Salvini prende casa a Napoli



 


Matteo Salvini ha scritto, a Napoli, una pagina di storia. Lo ha fatto anche grazie all’aiuto del sindaco Lugi De Magistris, la cui rozzezza istituzionale ha fatto da cassa di risonanza all’iniziativa del leader leghista. Non v’è dubbio che la sfida della Mostra d’Oltremare avesse, nelle intenzioni del proponente, molte valenze. Esterne e interne al suo partito.
A Napoli è stata segnata una tappa decisiva del riposizionamento strategico avviato da Salvini già all’indomani della sua elezione a segretario della Lega. Il processo di riconversione dell’orizzonte politico leghista da movimento di rivendicazione localista a partito sovranista di respiro nazionale costituisce la fase propedeutica a una possibile candidatura alla premiership. Salvini sa bene che non si può ambire alla guida del Paese se non si è in grado di rappresentarne tutte le aree geografiche, non solo alcune. Non è impresa facile giacché vi è un vissuto ultradecennale di ostilità della Lega verso il Meridione. È pur vero che Salvini, in questi anni, ha lavorato di cesello cercando di tracciare intese sul piano pragmatico della difesa degli interessi comuni tra comunità del Nord e del Sud, bypassando le classi dirigenti locali e parlando direttamente ai cittadini. Pescatori, agricoltori, artigiani vessati dall’Unione europea, piccoli imprenditori massacrati dagli studi di settore, pensionati e pensionandi vittime della “Fornero”, persone comuni da tutelare dagli abusi del potere, senza differenze a tutte le latitudini.

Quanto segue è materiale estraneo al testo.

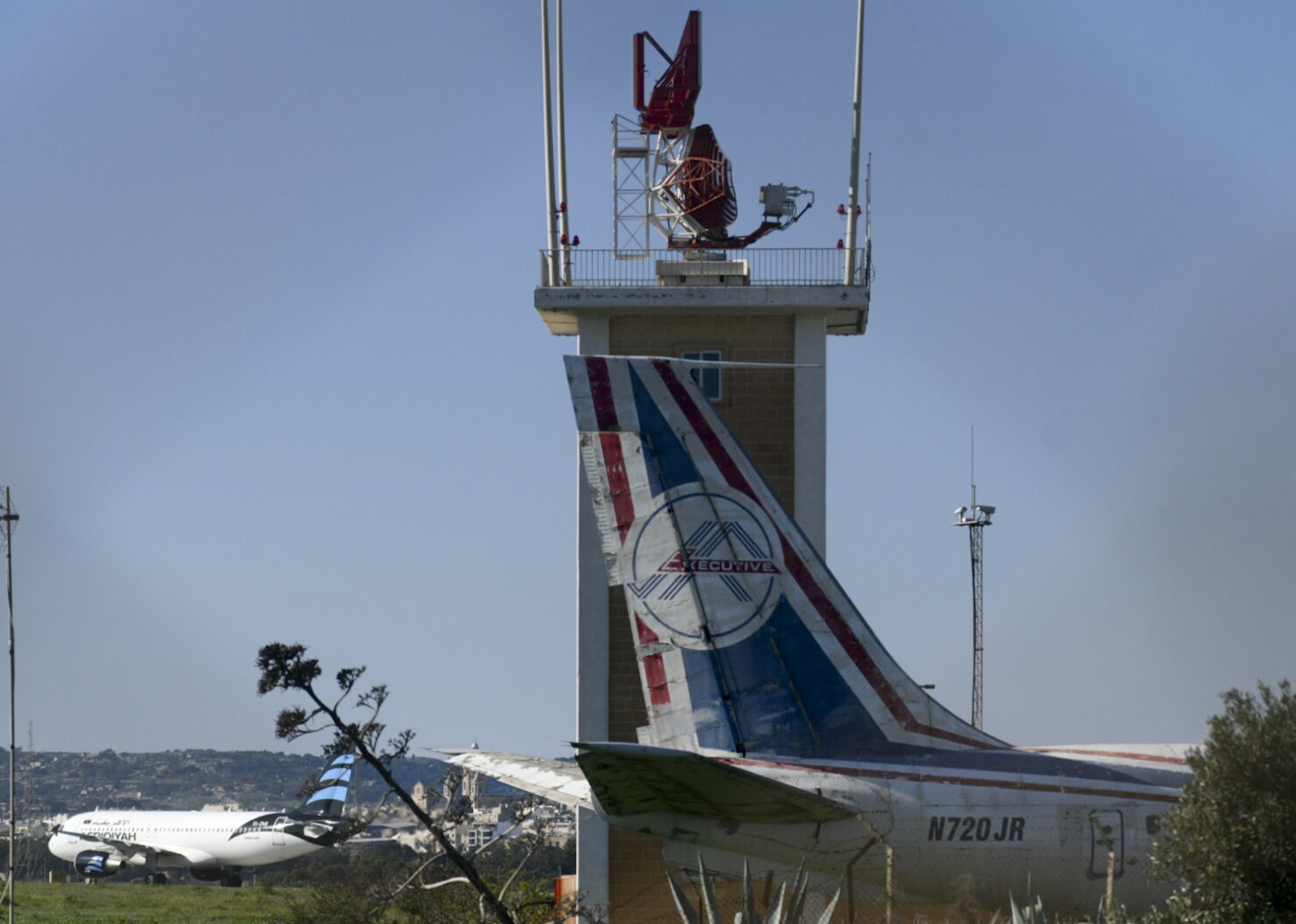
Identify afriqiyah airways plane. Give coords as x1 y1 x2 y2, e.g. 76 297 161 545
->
452 356 1188 912
49 754 355 887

Mancava però, al suo racconto, il tassello centrale, la chiave di volta della costruzione: l’incontro con Napoli. La città di Partenope non è, per l’immaginario collettivo, una metropoli qualsiasi: è la capitale storica e morale di un mondo, di una cultura, che incarna, nel bene e nel male, l’essenza della civiltà mediterranea. Napoli non è a sud: è il Sud. Venire a proporsi da protagonista sulla scena napoletana è stato infrangere un tabù. Ha fatto un certo effetto sentirlo pronunciare un molto kennediano: “Napoli è casa mia”. Nondimeno, ha sorpreso la sintonia con la platea di gente accorsa ad ascoltarlo. Una curiosità da applausometro: dopo l’ovazione riservata al leader, l’esplosione di entusiasmo più fragorosa si è avuta quando sullo schermo del palco è apparsa la foto di Marine Le Pen: è venuta giù la sala. Non v’è dubbio che via sia anche calcolo opportunistico nella scommessa salviniana. Lo sfaldamento dei partiti tradizionali, a destra e a sinistra, ha aperto praterie di consenso nell’elettorato napoletano che non possono essere pascolo del populismo prevaricatore di De Magistris e dei suoi pretoriani dei centri sociali e men che meno dei grillini.

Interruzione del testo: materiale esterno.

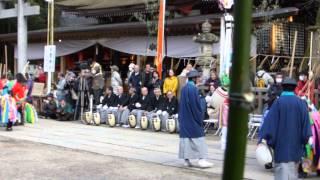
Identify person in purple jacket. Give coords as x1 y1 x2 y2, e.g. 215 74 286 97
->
178 70 213 168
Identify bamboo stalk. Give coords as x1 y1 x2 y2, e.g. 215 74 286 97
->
299 58 306 72
4 45 8 79
289 31 298 78
309 31 313 72
223 1 253 180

Di là dalla propaganda i numeri delle elezioni ultime comunali restituiscono la fotografia di una città delusa che si tiene lontana dalla politica. Su quella massa di scontenti, sensibile alle tematiche securitarie, dell’immigrazione incontrollata, delle politiche per la lotta alla crisi economica e alla povertà, sabato scorso Salvini è venuto a iscrivere la sua ipoteca. Ma la sfida napoletana guardava anche ai difficili equilibri in casa leghista. Non tutti nella Lega la pensano come il “capitano”. C’è Umberto Bossi che è tornato a farsi vedere per tentare di segare il ramo dal quale Salvini prova a cogliere i frutti della sua semina. I dissidenti del Carroccio speravano in un passo falso a Napoli per scatenare una rapida resa dei conti congressuale. È andata male ai “gufi in verde” perché il “capitano” l’ha sfangata e ora può guardare con maggiore tranquillità al suo progetto di allargamento al Sud.
Intanto, oltre l’osso delle solite parole d’ordine, non è mancata la ciccia politica, concentrata nelle battute finali del suo intervento. C’è stata un’apertura importante, sebbene criptata nel messaggio, a Silvio Berlusconi. Il “capitano” prima della standing ovation finale si è lasciato scappare due cosette non da poco. La prima: fatemi fare il ministro dell’Interno e vedrete se in sei mesi non rimetto a posto la situazione. E poi: mi interessa che qualsiasi coalizione di centrodestra si faccia metta avanti l’impegno a sostenere prima gli italiani, poi di primarie, secondarie o altro non m’interessa. Tradotto: se non sarà lui il candidato premier non ne farà un dramma e sulle primarie non intende rompersi la testa. Se non è apertura di dialogo questa?